Influenced by the era that shaped them, the women talked about the years when “being perfect meant having a perfectly clean house,” and how they wished they’d found more time for play. “They were all in pretty traditional marriages,” Egertson says. “Some of them loved being married; others didn’t. But divorce—or even working through some of the issues—was not something they would have considered. Several said, ‘I wish I would have been able to express some of my feelings.’” They had strong personalities, tightly contained—by families, by religion, by the expectations of life under patriarchy.
“That’s under patriarchy,” she adds, making sure I’ve got it right. “Women live under patriarchy, and that is reinforced every day. And many women still believe they are safer under patriarchy, and that is just not true.”
She was shocked by what either was commonplace or went unspoken when her subjects were younger: “Maude had worked as a drafter during World War II, yet as soon as the war was over, it was OK for men to just say, ‘Go home.’ It was OK for men to harass her and make fun of her. And child abuse or neglect? That was something kept in the family.”
By the same token, Egertson realized the value, which we’re fast losing, of spiritual community in their lives: “The women who lived the longest were the women who had a great faith. Sadie was 103. Hallie was 99. She lived in a black farming community, and their life revolved around the church. My grandmother, I don’t think she would have made it without her faith. Her relationship with Jesus kept her going; it kept her alive when she had meningitis. Church was a place where women could escape home chores and husbands, collaborate, lead. It fostered creativity. We really are losing that.”

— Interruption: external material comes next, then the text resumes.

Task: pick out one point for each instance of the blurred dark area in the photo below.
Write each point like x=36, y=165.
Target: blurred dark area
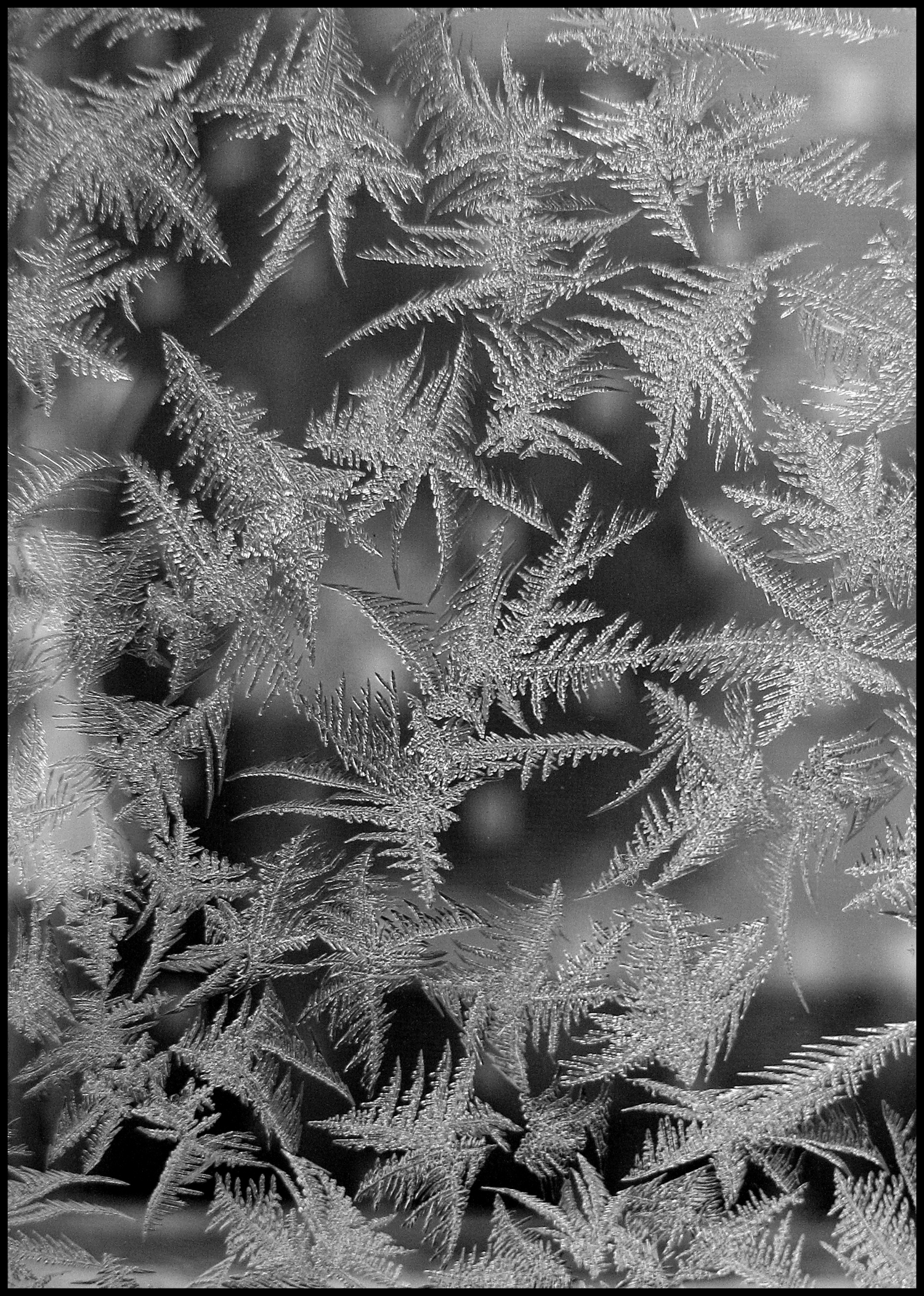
x=854, y=971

As she wrote, Egertson was reading The Blue Zones, in which Dan Buettner studies the places where people live longest. “They all are part of a community,” Egertson says, “connected to all generations. They all have a purpose that is acknowledged within that community for their entire life. They get up and move around every day, whether they are tending the garden or watching the babies. It’s about how they see themselves but also how the culture sees them.”
In her research, Egertson came upon a survey in which experts who work with the elderly saw aging as a way to continue to contribute, but “the American public saw aging people as a drain on their resources or their time. They also saw the elder as ‘other,’ which is disturbing, given that the need to belong is a very important part of being human.
“I was in crisis—and didn’t know I was about to jump into even more crisis—when I started writing this book,” Egertson says. “I needed these women. I will never stop looking for connection with my elders—until I’m the eldest—and for connections with the youngest. I believe it’s critical for our survival.”